Ten weeks have passed since Nancy Pelosi abandoned her deliberate avoidance of the word "I" and endorsed the House impeachment inquiry. This period was defined by dozens of audiences, a series of impressive revelations about Donald Trump's behavior, and a sharp increase in views and partisan disputes. In the midst of all this, a definite sense of fatigue has set in at Beltway, leaving many legislators and officials ready to turn the page on impeachment. Fortunately for the weary, the Judiciary Committee hearing on Wednesday seemed to mark the beginning of the end of the chapter in Ukraine – at least in the House.

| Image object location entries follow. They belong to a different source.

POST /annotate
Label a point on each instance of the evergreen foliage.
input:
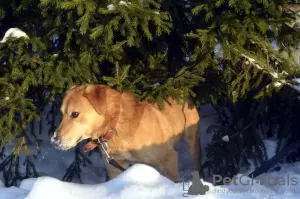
(231, 53)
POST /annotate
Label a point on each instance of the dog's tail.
(192, 132)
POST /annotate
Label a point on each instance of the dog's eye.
(74, 114)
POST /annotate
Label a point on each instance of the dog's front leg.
(169, 166)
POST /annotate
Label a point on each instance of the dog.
(140, 132)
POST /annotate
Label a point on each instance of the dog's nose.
(54, 138)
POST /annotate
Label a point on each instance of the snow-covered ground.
(142, 181)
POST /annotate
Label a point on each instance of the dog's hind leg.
(192, 133)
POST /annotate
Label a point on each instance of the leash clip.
(104, 147)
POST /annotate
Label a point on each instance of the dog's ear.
(97, 96)
(73, 86)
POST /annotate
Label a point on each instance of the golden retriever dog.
(143, 133)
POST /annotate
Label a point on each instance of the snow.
(13, 32)
(142, 181)
(270, 147)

Perhaps symbolically, Adam Schiff, chairman of the House Intelligence Committee, which served as the impeachment tour guide, was met with applause from his Democratic colleagues during an informal meeting Wednesday morning, an hour before the hearing. Subsequently, Pelosi "talked about the gravity and dark nature of this moment," according to a senior Democrat advisor, and emphasized that House Democrats needed to allow their classmates and spacemates to make their own conclusions about impeachment. But the consensus, according to the aide, was that members "predominantly indicated that they wish to continue advancing the investigation on its current deliberative path – one step at a time."
Contrary to the public hearings that marked the weeks leading up to the Thanksgiving holiday, filled with a parade of diplomats and public officials reporting on the actions of the president and other officials of the Ukrainian saga, Wednesday's hearing was announced. as an academic discussion. The goal was to constitutionally contextualize the investigation into whether Trump committed an unthinkable crime by pressuring Ukrainian President Volodymyr Zelensky to investigate Joe Biden and an unsubstantiated conspiracy theory about Ukraine and the 2016 elections.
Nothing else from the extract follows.